Fuck, why didn’t I bring a gun. I am on the goddamned bull’s-eye and I need a gun and there’s no place I can go without-

He thought: Drive to the sheriff’s department. Go see Detective Thelma. Spend an hour or two there until you figure out what-but they’d wait. So tell her everything. She’d laugh, then she’d be pissed, because his findings directly contradicted hers, and she’d shoo him out the door and where’d he be? They’d wait for him and take him when he was available. They were hunters, they waited for their shot.

Then he got his hard, cold Bob the Nailer mind back, and he thought, How will they do it? They can’t do me with a car again, it would be too strange. It has to be a firearms thing, a shooting. What, they’ll take me, put me in the trunk, drive me deep in the forest and shoot me, then bury me. It’ll be days before anyone figures out I’m missing. That would be one way.

But even then, questions, things hard to control, things hard to foresee. Someone might find the car too soon, or someone might see them, someone might hear them, I might get close enough to hurt them or get a gun away from them, they don’t know who I am. No, they’d much rather shoot me dead from twenty-five feet and leave me. How would they do that?

Then of course he saw how it had to happen.

He realized he had one card to play, and that was, he could control where the thing took place. And he could only come up with one answer.

He picked up the cell, tried to remember the name of the goddamned place, then produced an image of the sign, LESTER’S GROCERY, on Route 167.

He punched 411, gave them the town and name of the place, waited for the connection, and shortly enough, after three and a half rings, he heard a familiar voice.

“Yeah?”

“Is this Lester’s?”

“Yeah, who’s this?”

“You recognize my voice. I’se just in there two hours ago. Old guy, gray hair, limp, gave you a little lecture.”

“Yes sir, I remember.”

“Okay, son, you listen hard to me, son. This ain’t bullshit. Okay?”

“Yes sir.”

“I’m going to get there in about five minutes, maybe goddamned sooner. I will park, come straight in. As I park, you’ll see another car pull in behind me. In a bit two fellas will get out of it. They will have masks and guns-”

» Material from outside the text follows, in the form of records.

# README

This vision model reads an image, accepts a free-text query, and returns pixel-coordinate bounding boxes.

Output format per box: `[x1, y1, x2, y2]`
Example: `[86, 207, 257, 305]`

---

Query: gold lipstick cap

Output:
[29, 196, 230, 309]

“Oh, shit,” said the boy. “I’ll call the-”

“You don’t call nobody. Ain’t time, sirens’d chase these boys, they wouldn’t show, you’d look like a fool and so would I, and I’d still be dead by morning. You understand?”

The boy made a sound that sounded like a cross between a whimper and a gulp.

“Son, you listen to me and you will come out all right. You reach under that counter and pull out the gun stashed there, an old Colt I’m guessing. I know you got one there, ain’t been cleaned or checked in twenty years, but it’s there, and let’s hope it’s working. Just take it out so I can reach it easy. I will come in, take it up, and git ready. Then when the two men in masks come through the door, you hit the deck. I will take care of them.”